Some experts say there is never a wrong time to go the Roth way, whether it is an initial contribution or a conversion. You can read more from one certified public accountant who is often touting the benefits of the Roth. Also, your plan to use money from brokerage funds to pay the tax liabilities on the Roth conversions would allow you to keep your balance intact.

Spending your money now isn’t a bad idea — but within reason! You don’t want to blow most of your retirement assets just so your RMD is lower than it otherwise would have been, as that would put your future in danger.

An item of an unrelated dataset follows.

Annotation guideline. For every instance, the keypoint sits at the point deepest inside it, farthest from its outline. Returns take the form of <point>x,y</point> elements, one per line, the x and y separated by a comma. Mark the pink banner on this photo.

Before you pull out the credit card and hit the nearest mall, make sure you have a spending plan in place. Look over your current income, your current bills and make some reasonable predictions as to what those figures will look like in the future. That will give you an idea if you’re spending reasonably, if you’re being too frugal, or if you’re even over budget.

There is no one right way to spend. A cruise could be a lovely idea if it worked with everyone’s schedule, but that wooded riverfront getaway sounds like a dream all its own. You may end up investing more money into that place so it becomes a home away from home, or a place you retire to when you’re both older and looking to slow down.